After reading this chapter, it made me think of the lecture Derek gave on Wikirage. Not sure if I have the name correct, but on page 123-124 the author begins, “The logic of the box…” and this description is very similar to a thinking process. It’s the type of process that was presented in Wikirage and the type of process that I know I experience as I write, or pre-write.

It’s all the thoughts that I jot down, even the ones that make no sense to others, but perfect sense to me. It that part of my writing where I’m not writing, but my mind is. My fingers follow along to the stream-of-conscious banter that is happening while I’m thinking out my main ideas. They’re not main ideas yet, but small chunks of “short, amorphous” think-tank strategies for furthering cohesion. My sticky notes, marginalia, and ripped corners of paper with ink-blotted scribbles are theories and evidences in their prepubescent stages.

That is what Sirc is saying here.

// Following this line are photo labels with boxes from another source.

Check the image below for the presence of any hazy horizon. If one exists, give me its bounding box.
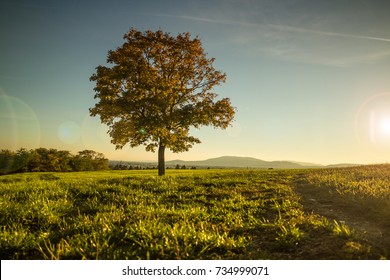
[0,0,390,165]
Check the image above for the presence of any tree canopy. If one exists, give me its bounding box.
[90,29,235,175]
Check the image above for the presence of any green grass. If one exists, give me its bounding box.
[0,167,386,259]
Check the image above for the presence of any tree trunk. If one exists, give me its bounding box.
[158,144,165,176]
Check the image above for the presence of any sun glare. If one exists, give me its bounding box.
[379,117,390,137]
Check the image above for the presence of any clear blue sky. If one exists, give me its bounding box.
[0,0,390,164]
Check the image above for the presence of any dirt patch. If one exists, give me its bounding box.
[293,179,390,257]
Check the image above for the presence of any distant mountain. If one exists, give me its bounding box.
[110,156,358,169]
[166,156,318,168]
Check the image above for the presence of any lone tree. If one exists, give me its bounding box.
[90,29,235,175]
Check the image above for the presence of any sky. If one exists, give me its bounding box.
[0,0,390,164]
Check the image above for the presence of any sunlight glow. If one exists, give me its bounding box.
[379,117,390,137]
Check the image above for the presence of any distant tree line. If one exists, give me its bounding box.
[0,148,109,175]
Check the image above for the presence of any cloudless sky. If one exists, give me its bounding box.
[0,0,390,164]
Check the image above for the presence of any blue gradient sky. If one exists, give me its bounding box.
[0,0,390,164]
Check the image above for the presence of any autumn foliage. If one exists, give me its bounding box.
[90,29,235,175]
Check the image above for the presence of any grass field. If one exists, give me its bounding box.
[0,165,390,259]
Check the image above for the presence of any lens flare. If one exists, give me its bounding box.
[0,92,41,150]
[57,121,81,144]
[355,93,390,153]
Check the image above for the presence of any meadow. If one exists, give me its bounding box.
[0,165,390,259]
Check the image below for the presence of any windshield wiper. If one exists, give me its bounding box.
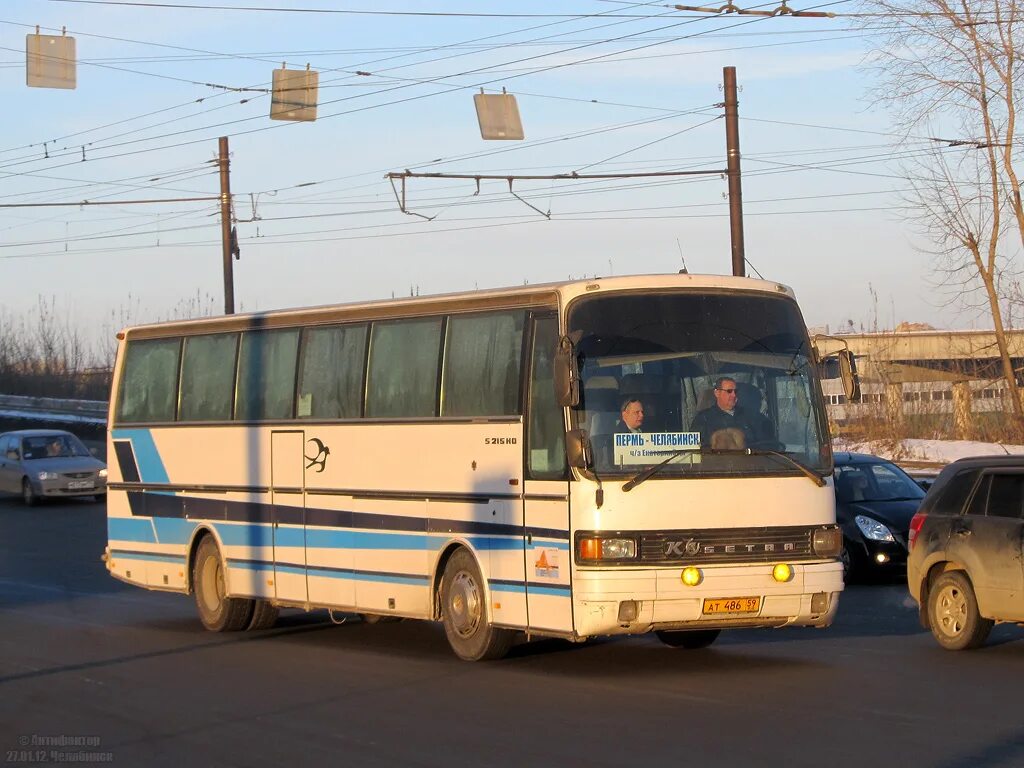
[623,449,825,493]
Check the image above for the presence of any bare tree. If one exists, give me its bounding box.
[864,0,1024,426]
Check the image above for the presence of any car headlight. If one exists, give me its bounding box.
[853,515,896,542]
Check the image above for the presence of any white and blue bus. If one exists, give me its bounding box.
[105,274,843,659]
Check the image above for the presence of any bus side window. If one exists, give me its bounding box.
[178,334,239,421]
[441,312,524,416]
[367,317,441,419]
[526,317,566,479]
[117,339,181,424]
[298,323,368,419]
[234,330,299,421]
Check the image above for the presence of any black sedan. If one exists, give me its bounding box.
[836,453,925,575]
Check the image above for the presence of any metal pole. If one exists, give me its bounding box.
[217,136,234,314]
[722,67,746,278]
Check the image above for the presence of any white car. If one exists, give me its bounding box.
[0,429,106,506]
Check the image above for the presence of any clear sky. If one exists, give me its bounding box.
[0,0,974,348]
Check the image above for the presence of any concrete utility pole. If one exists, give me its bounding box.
[722,67,746,278]
[217,136,235,314]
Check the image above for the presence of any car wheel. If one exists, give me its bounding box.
[441,549,514,662]
[928,570,993,650]
[22,477,39,507]
[193,536,255,632]
[654,630,722,650]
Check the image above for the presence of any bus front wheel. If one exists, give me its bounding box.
[193,536,255,632]
[441,549,513,662]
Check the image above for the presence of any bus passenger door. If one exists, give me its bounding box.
[523,313,572,633]
[270,429,307,602]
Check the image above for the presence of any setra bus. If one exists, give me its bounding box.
[104,273,843,660]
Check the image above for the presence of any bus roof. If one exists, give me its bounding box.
[118,272,795,338]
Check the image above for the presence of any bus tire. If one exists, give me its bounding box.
[193,536,255,632]
[246,600,281,631]
[654,630,722,650]
[441,549,514,662]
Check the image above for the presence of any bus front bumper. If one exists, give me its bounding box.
[573,561,843,638]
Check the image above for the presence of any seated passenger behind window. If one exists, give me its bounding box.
[593,397,643,469]
[690,376,767,447]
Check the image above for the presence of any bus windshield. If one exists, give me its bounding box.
[568,292,831,477]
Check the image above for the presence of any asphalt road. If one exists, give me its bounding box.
[0,497,1024,768]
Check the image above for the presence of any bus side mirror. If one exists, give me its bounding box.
[837,349,860,402]
[554,336,580,408]
[565,429,593,469]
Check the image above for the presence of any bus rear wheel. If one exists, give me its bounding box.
[193,536,255,632]
[654,630,722,650]
[441,549,514,662]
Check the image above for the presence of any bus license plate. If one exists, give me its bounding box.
[703,597,761,615]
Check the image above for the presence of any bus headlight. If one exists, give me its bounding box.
[679,565,703,587]
[579,536,637,562]
[811,525,843,557]
[771,562,794,584]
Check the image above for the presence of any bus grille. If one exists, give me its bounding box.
[640,525,817,565]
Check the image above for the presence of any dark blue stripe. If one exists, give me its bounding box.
[127,490,569,541]
[227,558,430,584]
[111,549,185,564]
[114,440,138,482]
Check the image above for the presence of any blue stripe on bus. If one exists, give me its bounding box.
[108,517,568,565]
[111,549,185,565]
[227,558,430,586]
[153,517,197,546]
[120,490,569,542]
[111,429,170,482]
[528,582,571,597]
[530,538,572,552]
[487,579,570,597]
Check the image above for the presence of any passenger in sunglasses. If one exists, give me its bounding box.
[690,376,765,447]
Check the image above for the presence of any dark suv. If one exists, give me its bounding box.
[906,456,1024,650]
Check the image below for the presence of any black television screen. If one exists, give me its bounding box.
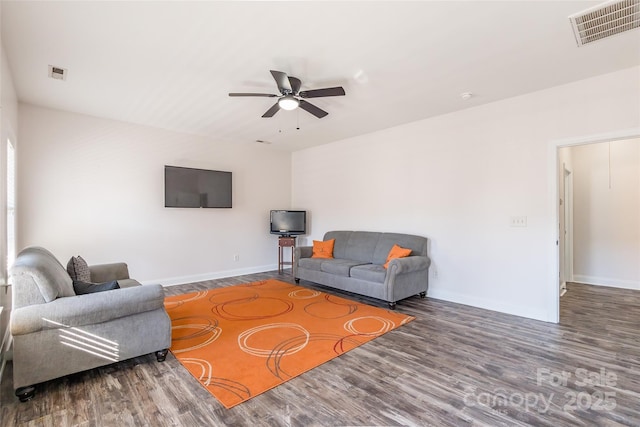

Now I understand why web designers get offended when people say that what they’re doing isn’t composing, because this chapter proves to me that it is. Actually, I think I felt this way all along, but I needed something to push me. The nudge I get from this chapter reveals something I felt was true all along, and that is, composition has no business being defined as a process that involves only alphabetic structure. If we narrow it to that alone, we rob students of the vast choices of creativity and innovation that design, in general offers.

This doesn’t mean that I think a structured research paper or essay is in any way less valuable. What I think it means, is that composition is now in a place where, perhaps, it may stand alone in its discipline. Maybe, we need to redetermine how it should be organized curriculum wise, and revamp our institutions to allow it, its own branch of study. Maybe, composition does not need to ride the coat tails of reading and literature anymore. It’s clear to me that the composition community, in its own right, has a much larger space to examine its purpose and implementation, than I ever assumed before.